We're here to mark the 60th anniversary of a toy that has enthralled young car enthusiasts and aspiring racing drivers the world over: Scalextric. “In those days, we would take countless measurements and photographs of every car,” says Buchanan, who in 25 years of working for the slot car brand’s parent company, Hornby, has graduated from being a designer to heading up product development.

“We would then plot these in two-dimensional CAD and a model maker would cut the profiles out of plastic to prove out our design with a prototype. Following this, a pattern maker would produce a wooden pattern of the shape of the car, which was then used as the basis for a mould.” The eventual production run could be completed in a week, but to get to that point would take as long as two years, so involved was the process of securing licences. designing the car to be as realistic as possible and making the mould tools.

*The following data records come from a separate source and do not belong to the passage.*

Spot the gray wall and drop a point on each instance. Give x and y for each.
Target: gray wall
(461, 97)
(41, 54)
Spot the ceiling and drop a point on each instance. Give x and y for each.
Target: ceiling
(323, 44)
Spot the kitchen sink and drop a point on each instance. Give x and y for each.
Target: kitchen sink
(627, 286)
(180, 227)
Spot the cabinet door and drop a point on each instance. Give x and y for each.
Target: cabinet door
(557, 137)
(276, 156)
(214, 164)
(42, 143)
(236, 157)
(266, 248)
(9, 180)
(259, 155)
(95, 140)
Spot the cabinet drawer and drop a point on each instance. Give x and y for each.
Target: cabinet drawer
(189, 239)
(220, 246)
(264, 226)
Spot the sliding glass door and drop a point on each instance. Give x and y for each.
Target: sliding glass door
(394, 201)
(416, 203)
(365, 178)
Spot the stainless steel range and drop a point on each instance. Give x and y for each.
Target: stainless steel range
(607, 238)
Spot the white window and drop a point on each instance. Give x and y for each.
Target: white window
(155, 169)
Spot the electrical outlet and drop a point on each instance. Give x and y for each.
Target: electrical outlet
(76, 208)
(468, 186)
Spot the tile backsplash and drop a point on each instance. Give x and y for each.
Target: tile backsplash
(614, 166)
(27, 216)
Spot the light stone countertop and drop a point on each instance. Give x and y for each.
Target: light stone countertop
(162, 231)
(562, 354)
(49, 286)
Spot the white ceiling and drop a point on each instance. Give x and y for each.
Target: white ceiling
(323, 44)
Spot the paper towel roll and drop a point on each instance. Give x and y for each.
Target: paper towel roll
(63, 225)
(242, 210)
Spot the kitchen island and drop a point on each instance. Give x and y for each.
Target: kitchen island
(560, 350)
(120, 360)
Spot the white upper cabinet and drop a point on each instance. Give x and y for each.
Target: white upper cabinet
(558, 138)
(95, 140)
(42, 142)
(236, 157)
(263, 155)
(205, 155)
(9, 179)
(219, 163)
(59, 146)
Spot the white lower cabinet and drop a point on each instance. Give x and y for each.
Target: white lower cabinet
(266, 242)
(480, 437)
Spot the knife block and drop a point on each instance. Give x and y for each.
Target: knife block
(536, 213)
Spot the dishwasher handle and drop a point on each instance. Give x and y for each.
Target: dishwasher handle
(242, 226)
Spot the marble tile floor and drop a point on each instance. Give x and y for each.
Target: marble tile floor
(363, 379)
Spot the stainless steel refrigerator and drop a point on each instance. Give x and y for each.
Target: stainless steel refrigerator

A similar desire for realism was evident in the Maserati 250F of the very first Scalextric set, which was launched at the Harrogate International Toy Fair in 1957 under the Minimodels brand. It was the invention of Bertram ‘Fred’ Francis, who had been seeking to broaden the appeal of his clockwork motorised Scalex toy cars. The answer was to add electricity – hence the ‘tric’ – so the cars could be driven around a track using a simple on/off button via a separate terminal box.

As the controllers evolved, so did the cars and their motors, meaning higher speeds and, inevitably, more crashes. To begin with, the flat rubber track was changed to a plastic one with dimples to give more grip, but it wasn’t until 1988 and the arrival of ‘magnatraction’ (a small magnet in the bottom of the car) that adhesion levels were truly addressed.